- Nur Mohammad Kandi-ye Vosta
- Coordinates: 39°28′27″N 47°29′54″E﻿ / ﻿39.47417°N 47.49833°E
- Country: Iran
- Province: Ardabil
- County: Ardabil
- District: Central
- Rural District: Aslan Duz-e Sharqi

Population (2016)
- • Total: 307
- Time zone: UTC+3:30 (IRST)

= Nur Mohammad Kandi-ye Vosta =

Village in Ardabil province, Iran

Nur Mohammad Kandi-ye Vosta (نورمحمدكندي وسطي) (Note: Also romanized as Nūr Moḩammad Kandī-ye Vosţá) is a village in Aslan Duz-e Sharqi Rural District of the Central District in Aslan Duz County, Ardabil province, Iran.

==Demographics==
===Population===
At the time of the 2006 National Census, the village's population was 325 in 57 households, when it was in Aslan Duz Rural District (Note: Renamed Aslan Duz-e Gharbi Rural District) of the former Aslan Duz District in Parsabad County. The following census in 2011 counted 341 people in 88 households.
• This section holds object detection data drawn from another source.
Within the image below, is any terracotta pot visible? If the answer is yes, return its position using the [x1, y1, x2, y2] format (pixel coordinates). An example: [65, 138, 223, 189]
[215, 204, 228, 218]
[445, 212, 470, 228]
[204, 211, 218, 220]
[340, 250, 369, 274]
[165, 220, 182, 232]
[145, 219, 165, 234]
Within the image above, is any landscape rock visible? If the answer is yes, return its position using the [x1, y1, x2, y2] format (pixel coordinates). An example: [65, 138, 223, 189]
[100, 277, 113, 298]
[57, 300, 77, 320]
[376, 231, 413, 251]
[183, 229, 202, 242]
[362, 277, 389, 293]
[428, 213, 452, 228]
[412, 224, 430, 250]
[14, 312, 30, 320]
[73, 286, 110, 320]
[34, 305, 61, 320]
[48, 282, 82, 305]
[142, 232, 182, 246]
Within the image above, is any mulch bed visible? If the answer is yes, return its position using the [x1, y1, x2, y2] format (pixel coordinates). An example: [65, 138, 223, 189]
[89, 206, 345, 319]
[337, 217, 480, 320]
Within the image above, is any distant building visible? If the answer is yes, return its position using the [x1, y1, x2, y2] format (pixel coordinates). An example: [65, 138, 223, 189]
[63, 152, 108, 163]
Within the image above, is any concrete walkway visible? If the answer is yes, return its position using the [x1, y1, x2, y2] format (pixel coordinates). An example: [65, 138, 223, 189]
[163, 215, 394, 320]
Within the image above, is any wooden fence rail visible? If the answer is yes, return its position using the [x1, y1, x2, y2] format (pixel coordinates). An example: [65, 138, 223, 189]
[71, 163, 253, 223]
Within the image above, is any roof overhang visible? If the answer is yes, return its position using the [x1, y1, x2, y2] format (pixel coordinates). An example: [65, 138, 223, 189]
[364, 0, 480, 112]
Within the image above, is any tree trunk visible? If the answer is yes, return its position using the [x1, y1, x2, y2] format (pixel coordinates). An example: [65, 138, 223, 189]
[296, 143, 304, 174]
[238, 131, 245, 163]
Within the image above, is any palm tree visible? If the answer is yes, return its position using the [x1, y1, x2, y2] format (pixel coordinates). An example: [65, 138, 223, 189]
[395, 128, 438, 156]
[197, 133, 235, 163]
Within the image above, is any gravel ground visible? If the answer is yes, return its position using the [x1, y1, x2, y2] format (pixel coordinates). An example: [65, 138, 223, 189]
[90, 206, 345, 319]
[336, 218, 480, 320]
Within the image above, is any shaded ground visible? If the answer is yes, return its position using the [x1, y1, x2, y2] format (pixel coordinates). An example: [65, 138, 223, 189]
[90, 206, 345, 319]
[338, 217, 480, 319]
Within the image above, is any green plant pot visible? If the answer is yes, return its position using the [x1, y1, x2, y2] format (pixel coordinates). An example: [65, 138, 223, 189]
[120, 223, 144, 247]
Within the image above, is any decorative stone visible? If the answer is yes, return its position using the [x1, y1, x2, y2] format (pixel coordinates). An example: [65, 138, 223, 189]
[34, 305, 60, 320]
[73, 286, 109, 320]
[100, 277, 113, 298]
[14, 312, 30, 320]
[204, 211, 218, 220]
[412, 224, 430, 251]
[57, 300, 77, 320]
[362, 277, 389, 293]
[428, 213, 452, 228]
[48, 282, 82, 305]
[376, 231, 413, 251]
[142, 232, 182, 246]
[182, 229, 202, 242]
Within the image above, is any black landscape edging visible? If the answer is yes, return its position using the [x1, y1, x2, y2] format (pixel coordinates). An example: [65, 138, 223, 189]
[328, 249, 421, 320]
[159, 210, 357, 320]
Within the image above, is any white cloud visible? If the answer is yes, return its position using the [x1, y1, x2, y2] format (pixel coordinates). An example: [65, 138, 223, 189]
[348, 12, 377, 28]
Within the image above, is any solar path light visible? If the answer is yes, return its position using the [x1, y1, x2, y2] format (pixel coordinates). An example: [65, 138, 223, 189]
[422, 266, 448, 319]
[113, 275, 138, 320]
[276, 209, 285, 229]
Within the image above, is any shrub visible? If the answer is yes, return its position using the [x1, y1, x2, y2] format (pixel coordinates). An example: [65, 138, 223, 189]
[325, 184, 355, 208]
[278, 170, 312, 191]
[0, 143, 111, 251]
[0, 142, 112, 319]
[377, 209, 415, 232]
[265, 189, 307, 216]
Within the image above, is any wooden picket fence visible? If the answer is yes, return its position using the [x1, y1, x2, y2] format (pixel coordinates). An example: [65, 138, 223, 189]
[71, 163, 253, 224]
The 2016 census measured the population of the village as 307 people in 97 households.

In 2019, the district was separated from the county in the establishment of Aslan Duz County. The rural district was transferred to the new Central District and renamed Aslan Duz-e Gharbi Rural District. Nur Mohammad Kandi-ye Vosta was transferred to Aslan Duz-e Sharqi Rural District created in the district.